I'm asking because, in principle we could leave the methods in 
CopyMemory cover the aligned, logical indices only part of the API. And 
ask the user to fall back to MemorySegment::copyFrom if they really 
really want unaligned (which should be uncommon?).

Cheers
Maurizio

On 08/06/2021 00:55, leerho wrote:
> Maurizio,
> I have updated MemoryCopy and TestMemoryCopy by extending the variable 
> names to be even more clear, for example:
>
>   * srcArr -> srcArray
>   * srcSeg -> srcSegment
>   * srcCopyLen -> srcCopyLengthInts
>   * srcIndex -> srcIndexLongs
>   * Etc.
>
> I also added a comment in the class javadoc describing the difference 
> between variables with the word "index" and ones with the word 
> "offset", etc.
>
> I have looked at what it would take to add overloads that refer to the 
> segment offset in array element units.  It can be done, but the names 
> of these new methods will be kinda ugly or awkward:
>
>   * copyFromArrayAtIndex -- confusing since the array uses index units
>     already
>   * copyAtIndexFromArray -- not much better
>   * copyFromArrayWithIndex -- nah
>   * copyFromArrayToSegementUsingIndex -- a little more clear, but
>     really awkward
>
> If you have any better ideas, I am open.  (But IMHO, I don't think we 
> need this :) )
>
> Please let me know what the next step should be :)
>
> Thanks!
>
> Lee.
>
> On Fri, Jun 4, 2021 at 7:09 AM leerho <leerho at gmail.com 
> <mailto:leerho at gmail.com>> wrote:
>
>     Maurizio,
>     Thank you for your reply.  I agree with your observation in the
>     difference between the single item case and the bulk copy.  I
>     guess I became so familiar with how offsets are handled in Unsafe
>     where the single element and bulk copy cases the references to
>     memory are always in bytes, it seamed so simple and natural.
>
>     In my experience anyway, reading and writing data to off-heap
>     almost always involves a mix of preamble elements and bulk copy
>     arrays where it was necessary to track the offset in bytes, where
>     the multibyte elements may not be correctly aligned to the base of
>     the allocated segment, or God forbid, the arrays.
>
>     What is most important is getting this into the JDK, and if I have
>     to add more overloads, I will :)
>
>     Lee.
>
>     On Fri, Jun 4, 2021 at 2:34 AM Maurizio Cimadamore
>     <maurizio.cimadamore at oracle.com
>     <mailto:maurizio.cimadamore at oracle.com>> wrote:
>
>
>         On 04/06/2021 01:32, leerho wrote:
>>         When I first saw all the logical index overloads in
>>         MemoryAccess I shuddered.  It is a lot of API clutter as far
>>         as I’m concerned.
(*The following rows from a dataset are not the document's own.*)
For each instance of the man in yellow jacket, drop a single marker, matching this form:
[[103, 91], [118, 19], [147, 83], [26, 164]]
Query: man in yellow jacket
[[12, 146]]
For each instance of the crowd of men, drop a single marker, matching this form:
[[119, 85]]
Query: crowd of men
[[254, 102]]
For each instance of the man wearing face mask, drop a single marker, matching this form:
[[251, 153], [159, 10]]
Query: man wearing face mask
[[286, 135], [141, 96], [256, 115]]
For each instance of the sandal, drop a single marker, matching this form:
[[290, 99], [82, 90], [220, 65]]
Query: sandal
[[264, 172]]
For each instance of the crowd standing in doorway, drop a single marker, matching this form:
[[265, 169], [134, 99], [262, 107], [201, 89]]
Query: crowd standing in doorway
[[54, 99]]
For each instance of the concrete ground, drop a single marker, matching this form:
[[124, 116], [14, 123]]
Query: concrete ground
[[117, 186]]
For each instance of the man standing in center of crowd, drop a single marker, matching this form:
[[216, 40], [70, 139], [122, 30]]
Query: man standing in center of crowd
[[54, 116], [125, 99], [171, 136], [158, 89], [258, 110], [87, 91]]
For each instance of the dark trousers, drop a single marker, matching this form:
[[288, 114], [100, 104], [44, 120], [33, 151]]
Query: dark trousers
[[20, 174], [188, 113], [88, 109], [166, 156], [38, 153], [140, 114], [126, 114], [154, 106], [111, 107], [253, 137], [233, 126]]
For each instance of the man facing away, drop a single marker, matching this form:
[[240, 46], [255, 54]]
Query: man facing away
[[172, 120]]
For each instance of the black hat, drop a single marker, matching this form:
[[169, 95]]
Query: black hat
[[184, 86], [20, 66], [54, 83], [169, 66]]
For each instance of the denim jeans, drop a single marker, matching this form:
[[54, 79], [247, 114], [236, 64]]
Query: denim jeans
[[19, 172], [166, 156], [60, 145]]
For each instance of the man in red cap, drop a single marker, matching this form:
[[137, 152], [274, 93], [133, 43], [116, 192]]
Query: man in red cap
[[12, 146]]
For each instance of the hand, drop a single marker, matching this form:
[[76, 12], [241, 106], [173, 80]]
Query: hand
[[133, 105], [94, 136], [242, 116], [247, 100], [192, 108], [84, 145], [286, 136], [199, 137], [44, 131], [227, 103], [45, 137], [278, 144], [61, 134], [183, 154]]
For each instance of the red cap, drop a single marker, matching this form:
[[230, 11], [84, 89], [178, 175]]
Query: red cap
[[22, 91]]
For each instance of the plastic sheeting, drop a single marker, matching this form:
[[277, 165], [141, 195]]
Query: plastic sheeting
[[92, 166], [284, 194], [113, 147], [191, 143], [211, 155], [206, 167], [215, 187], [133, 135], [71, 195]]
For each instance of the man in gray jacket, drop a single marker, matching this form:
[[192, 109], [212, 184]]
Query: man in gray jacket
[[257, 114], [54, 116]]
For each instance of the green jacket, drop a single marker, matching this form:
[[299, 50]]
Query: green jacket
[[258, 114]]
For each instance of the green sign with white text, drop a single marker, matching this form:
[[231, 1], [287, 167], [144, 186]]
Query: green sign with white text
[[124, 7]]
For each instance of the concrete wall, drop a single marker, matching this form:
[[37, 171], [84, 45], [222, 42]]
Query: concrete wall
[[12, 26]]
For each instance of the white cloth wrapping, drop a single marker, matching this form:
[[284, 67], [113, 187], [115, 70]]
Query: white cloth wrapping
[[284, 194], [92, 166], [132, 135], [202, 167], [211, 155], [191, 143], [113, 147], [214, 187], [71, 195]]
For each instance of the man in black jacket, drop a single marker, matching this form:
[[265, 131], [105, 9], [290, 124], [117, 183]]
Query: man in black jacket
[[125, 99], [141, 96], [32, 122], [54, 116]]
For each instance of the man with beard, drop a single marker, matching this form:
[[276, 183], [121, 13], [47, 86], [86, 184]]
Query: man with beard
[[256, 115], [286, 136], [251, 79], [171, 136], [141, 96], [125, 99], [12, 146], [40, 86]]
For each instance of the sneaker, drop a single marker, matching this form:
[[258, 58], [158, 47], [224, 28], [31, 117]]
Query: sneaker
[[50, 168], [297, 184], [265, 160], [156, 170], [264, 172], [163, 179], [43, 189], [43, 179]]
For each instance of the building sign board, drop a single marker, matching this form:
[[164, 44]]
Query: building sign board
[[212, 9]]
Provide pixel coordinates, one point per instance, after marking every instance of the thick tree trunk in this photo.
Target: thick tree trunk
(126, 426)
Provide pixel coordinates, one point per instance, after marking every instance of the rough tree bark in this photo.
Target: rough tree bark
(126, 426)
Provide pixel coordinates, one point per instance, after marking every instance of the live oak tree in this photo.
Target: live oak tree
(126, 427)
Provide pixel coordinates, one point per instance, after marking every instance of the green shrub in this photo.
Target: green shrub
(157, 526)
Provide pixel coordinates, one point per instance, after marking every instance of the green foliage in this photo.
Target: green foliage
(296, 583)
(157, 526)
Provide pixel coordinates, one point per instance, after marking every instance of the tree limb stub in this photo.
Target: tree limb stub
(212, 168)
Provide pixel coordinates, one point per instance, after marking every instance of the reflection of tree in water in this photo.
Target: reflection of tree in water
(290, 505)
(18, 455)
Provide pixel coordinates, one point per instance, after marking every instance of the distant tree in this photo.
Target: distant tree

But just because we made that mistake with
>>         MemoryAccess doesn’t mean we have to continue propagating it.
>
>         I'm sorry, I just don't see that as being a "mistake". Code
>         like this:
>
>         ```
>         for (int i = 0 ; i < limit ; i++) {
>            long val = MemoryAccess.getLongAtIndex(segment, i);
>            ...
>         }
>         ```
>
>         Is _extremely_ common. While it's true that memory segment is
>         an unbiased array of bytes, there are times you want to access
>         it in a more structured form - and saying "you can't do that"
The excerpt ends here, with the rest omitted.